If all of this seems like some kind of obscure commercial performance art created by the youngs in startupland, then you haven’t been paying attention to what is simultaneously happening inside the biggest consumer packaged goods companies. On November 17, just in time for mid-pandemic holiday shopping, the Nestle subsidiary Stouffer’s dropped its first collection of merch, catering to folks whose idea of a good time involves donning a mac and cheese hoodie ($50), a Lasagna Dreams adult-sized onesie ($65), or “Catching Some Mac & Z’s” in a $95 sleeping bag. (The Annals of Merch 2020 will have a striking overrepresentation of pajamas, loungewear, slides, “hotel slippers,” blankets, and puzzles — a weird reflection of human priorities during the Covid shutdown.) All these items “perfectly align with our brand values,” a Nestle spokesperson tells Marker in an email. “Fans,” she says, are encouraged to keep an eye on Stouffer’s social channels to look out for “drops and re-stocks.” Reminder: This is a multibillion-dollar Swiss multinational, the largest food and beverage company in the world.

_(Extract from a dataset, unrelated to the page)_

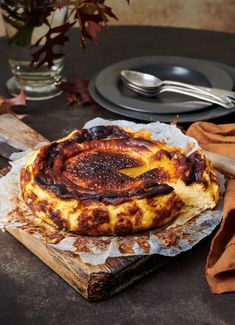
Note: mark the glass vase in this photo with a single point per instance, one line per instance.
(25, 23)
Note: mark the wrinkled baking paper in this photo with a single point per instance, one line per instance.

Arizona Beverage Company — the 99-cent-a-can iced tea maker that you might have thought peaked in the ’90s — has been in the obscure merch game for nearly a decade. The 28-year-old company has grown to over $1 billion in annual sales while forgoing traditional ad spending, relying instead on the design of its oversized cans, brand legacy, social media, and merch. Its massive e-commerce shop, launched in 2013, currently sells everything from skateboard decks ($44.99) and skimboards ($59.99) to silk blossom-print pajamas ($120 for full set).

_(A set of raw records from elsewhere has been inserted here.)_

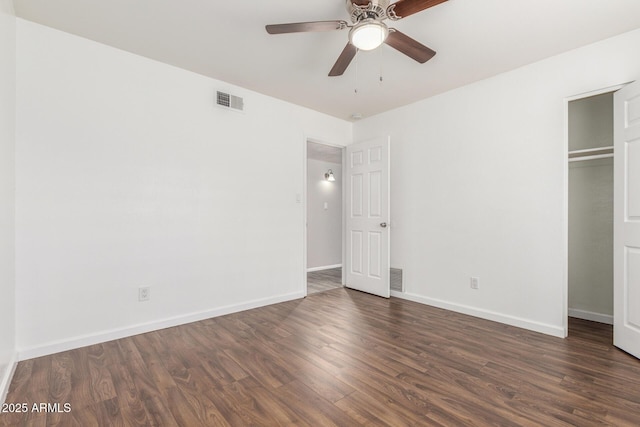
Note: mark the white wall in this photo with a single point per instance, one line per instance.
(129, 175)
(7, 196)
(478, 186)
(324, 226)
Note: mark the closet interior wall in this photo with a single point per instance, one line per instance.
(591, 208)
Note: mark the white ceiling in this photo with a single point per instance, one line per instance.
(226, 40)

Arizona also understood earlier than most that if there was a gateway drug to creating brand hypebeasts, it’s sneakers.

“By not spending a ton of money on billboards and commercials we have been able to keep our price point [at 99 cents] for as long as we have,” says CMO Spencer Vultaggio. “Apparel has become such a huge part of our identity that we create supporting merchandise for almost all our brand initiatives.”